Mariah Carey – Rainbow

Classic AlbumsHipHop/RapPopR&B, November 1999
Aufgenommen zum größten Teil in Capri, wohin MARIAH CAREY sich selbst verbannt hatte, ist RAINBOW eines von Mariah’s leichtesten und lustigsten Alben.

Das Album beginnt mit der ansteckenden ersten Single „Heartbreaker“. Die Hook des Songs, der zusammen mit DJ Clue produziert wurde, basiert auf einem Sample von Stacy Lattisaw’s „Attack of the Name Game“. Als erste erste Single von ihr mit einem Rapper schien es naheliegend, Jay-Z mit einzubeziehen. Das Musikvideo zeigt Mariah Carey selbst und als brünettes Alter Ego namens Bianca. Es gibt ein paar Songs auf dem Album, die sehr zeitgemäß sind, was nicht unbedingt schlecht sein muss.

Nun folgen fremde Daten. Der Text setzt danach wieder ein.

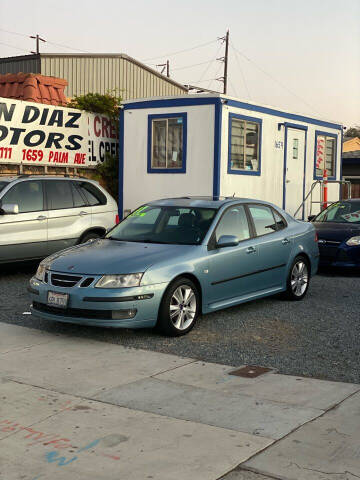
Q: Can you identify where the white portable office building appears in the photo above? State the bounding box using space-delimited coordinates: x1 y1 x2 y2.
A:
119 94 342 219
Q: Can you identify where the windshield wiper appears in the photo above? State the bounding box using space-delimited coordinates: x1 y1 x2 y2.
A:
106 237 169 245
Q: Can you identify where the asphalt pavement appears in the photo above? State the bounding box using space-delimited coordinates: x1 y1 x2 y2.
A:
0 265 360 383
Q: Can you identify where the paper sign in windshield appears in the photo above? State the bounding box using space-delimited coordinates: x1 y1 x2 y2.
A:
341 210 360 222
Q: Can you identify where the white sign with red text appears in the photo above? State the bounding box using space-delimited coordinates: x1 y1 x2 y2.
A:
0 98 118 167
316 135 325 170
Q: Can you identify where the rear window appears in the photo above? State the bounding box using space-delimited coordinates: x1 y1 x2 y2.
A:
0 182 9 192
76 182 107 207
249 205 277 237
46 180 74 210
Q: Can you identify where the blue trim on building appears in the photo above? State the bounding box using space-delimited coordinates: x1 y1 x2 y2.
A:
118 108 125 219
313 129 342 180
124 97 221 110
124 97 342 130
213 98 222 199
336 129 344 200
283 122 308 220
225 100 342 130
147 112 187 173
227 112 262 177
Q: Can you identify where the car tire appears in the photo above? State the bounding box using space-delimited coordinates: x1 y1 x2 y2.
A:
79 232 101 243
156 277 200 337
284 255 310 301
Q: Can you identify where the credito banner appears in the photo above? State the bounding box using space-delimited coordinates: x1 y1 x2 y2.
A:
0 98 118 167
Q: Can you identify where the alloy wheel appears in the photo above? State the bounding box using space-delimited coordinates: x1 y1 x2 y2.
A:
290 260 309 297
169 285 196 330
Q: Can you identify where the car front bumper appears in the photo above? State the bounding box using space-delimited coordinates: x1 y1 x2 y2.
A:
28 277 168 328
319 242 360 268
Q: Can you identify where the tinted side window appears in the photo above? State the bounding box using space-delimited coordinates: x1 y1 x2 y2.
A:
77 182 107 207
249 205 277 236
70 182 87 207
273 210 286 230
215 205 250 242
46 180 74 210
1 180 44 213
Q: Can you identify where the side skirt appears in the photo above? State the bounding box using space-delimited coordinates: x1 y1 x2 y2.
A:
203 287 285 313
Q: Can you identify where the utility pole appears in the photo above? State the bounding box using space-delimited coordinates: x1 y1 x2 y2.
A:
30 33 46 55
224 30 229 94
216 30 229 94
156 60 170 78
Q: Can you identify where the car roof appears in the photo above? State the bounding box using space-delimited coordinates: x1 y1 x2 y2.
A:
147 196 272 208
0 174 97 183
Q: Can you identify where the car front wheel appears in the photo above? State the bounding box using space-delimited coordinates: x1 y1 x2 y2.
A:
286 256 310 300
156 277 200 337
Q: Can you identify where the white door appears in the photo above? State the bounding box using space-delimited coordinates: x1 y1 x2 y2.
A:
284 128 305 218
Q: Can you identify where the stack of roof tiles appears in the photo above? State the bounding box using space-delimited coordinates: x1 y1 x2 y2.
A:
0 73 68 106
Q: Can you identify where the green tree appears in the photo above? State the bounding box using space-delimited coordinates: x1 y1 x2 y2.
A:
67 90 122 198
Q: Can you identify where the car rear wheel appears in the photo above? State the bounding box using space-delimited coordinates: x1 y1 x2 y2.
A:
156 277 200 337
286 256 310 300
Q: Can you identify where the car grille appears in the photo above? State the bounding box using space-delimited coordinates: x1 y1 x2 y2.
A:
50 273 82 287
33 302 112 320
45 272 95 288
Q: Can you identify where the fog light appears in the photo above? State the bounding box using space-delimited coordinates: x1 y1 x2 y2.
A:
112 308 137 320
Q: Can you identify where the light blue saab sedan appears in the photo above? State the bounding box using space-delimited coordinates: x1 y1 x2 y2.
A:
29 197 319 336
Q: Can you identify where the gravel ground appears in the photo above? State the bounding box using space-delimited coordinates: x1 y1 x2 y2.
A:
0 265 360 383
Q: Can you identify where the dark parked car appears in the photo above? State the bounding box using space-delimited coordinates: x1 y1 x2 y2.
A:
311 198 360 267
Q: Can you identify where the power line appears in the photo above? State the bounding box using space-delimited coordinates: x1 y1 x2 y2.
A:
0 28 29 38
173 58 218 70
229 78 239 98
230 43 251 100
0 42 28 52
195 44 222 84
141 40 217 62
46 40 90 53
0 28 90 53
232 40 321 115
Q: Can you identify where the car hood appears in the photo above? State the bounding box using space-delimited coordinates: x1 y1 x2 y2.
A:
313 222 360 242
44 239 194 275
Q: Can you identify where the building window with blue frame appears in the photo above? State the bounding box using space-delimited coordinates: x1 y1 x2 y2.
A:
228 113 261 175
148 113 187 173
315 132 337 178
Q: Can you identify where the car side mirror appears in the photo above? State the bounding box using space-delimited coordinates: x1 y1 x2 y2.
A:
216 235 239 248
1 203 19 215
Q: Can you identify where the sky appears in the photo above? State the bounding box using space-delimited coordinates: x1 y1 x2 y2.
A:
0 0 360 128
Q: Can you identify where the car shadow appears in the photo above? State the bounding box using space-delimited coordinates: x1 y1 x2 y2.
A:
317 267 360 278
0 260 40 276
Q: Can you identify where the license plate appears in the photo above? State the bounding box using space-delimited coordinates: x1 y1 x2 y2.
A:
48 292 69 308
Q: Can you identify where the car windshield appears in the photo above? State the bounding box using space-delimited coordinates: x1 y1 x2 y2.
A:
106 205 217 245
0 180 9 192
314 201 360 224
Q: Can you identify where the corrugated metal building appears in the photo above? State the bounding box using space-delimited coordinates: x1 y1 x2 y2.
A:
0 53 187 100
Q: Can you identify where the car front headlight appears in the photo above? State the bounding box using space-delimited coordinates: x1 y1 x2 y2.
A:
35 262 50 282
346 236 360 247
95 273 143 288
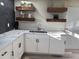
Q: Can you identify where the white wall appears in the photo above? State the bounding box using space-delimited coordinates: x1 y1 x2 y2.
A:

Ähnlich wie der lateinamerikanische Einfluss von „My All“ auf ihrem vorherigen Album und Toni Braxton’s „Un-Break My Heart“ von 1996, ist das von David Foster assistierte „After Tonight“ einfach großartig. Es ist kein Zufall, dass der rasante Rap-Gesangsstil von „X-Girlfriend“ leicht auf einem Destiny’s Child- oder *NSYNC-Album Platz gefunden hätte, denn Carey hat dies gemeinsam mit Kandi Burruss von Xscape geschrieben, der für das Co-Schreiben einer Vielzahl von Songs verantwortlich ist („Bills Bills Bills“, „Makes Me Ill“, „No Scrubs“).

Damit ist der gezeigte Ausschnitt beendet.